Needless to say, Mr. Trump is also a fan. While a single electoral vote is unlikely to play a material role in the ultimate outcome, there is a circumstance in which it could provide a decisive edge. As Mr. Kirk notes, polls show support for President Biden is slipping in Arizona, Georgia and Nevada. Should the president lose those states in November and keep the rest of what he won in 2020, Omaha’s lone electoral vote would be the deciding factor in keeping Mr. Biden in the White House.

On the other hand, unifying Nebraska’s vote under the same scenario would create a 269-269 electoral tie, leaving the choice of president to the House of Representatives. That’s a messy result to be sure, but one preferable to another four years of Mr. Biden and Vice President Kamala Harris flooding the country with illegal immigrants, jailing political opponents and censoring free speech.

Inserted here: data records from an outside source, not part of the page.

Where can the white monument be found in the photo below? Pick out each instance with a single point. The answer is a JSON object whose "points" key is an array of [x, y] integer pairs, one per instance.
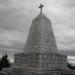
{"points": [[40, 56]]}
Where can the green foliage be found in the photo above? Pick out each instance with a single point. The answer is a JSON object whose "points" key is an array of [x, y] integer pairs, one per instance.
{"points": [[4, 62]]}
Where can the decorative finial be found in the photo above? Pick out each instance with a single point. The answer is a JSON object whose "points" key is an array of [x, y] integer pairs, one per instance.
{"points": [[41, 6]]}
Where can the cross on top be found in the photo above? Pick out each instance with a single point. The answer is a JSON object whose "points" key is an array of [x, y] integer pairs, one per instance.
{"points": [[41, 6]]}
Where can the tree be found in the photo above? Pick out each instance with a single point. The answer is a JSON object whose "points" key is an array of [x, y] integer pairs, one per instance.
{"points": [[4, 62]]}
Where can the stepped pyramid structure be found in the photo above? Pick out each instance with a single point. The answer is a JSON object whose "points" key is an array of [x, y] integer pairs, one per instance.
{"points": [[40, 56]]}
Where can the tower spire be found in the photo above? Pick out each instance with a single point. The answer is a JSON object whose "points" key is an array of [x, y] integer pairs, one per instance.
{"points": [[41, 6]]}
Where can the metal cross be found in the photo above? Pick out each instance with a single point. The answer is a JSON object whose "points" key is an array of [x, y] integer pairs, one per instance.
{"points": [[41, 6]]}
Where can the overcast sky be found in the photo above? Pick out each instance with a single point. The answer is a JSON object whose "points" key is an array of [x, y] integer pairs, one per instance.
{"points": [[16, 17]]}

The Cornhusker State isn’t alone in coming up with creative fixes in anticipation of the November contest. Wisconsin voters on Tuesday protected the state’s 10 electoral votes from the influence of Meta CEO Mark Zuckerberg, who invested $400 million in a shameless effort to elect Mr. Biden in 2020 through nonprofit groups dispatched to “assist” local election officials.

The freshly adopted state constitutional amendment prohibits private interests from funding or administering local elections. By taking the matter directly to the public, GOP lawmakers evaded the veto pen of Democratic Gov. Tony Evers.

The clever thinking in Wisconsin and Nebraska is just what’s needed to accomplish the change in national direction that a majority of voters say they want.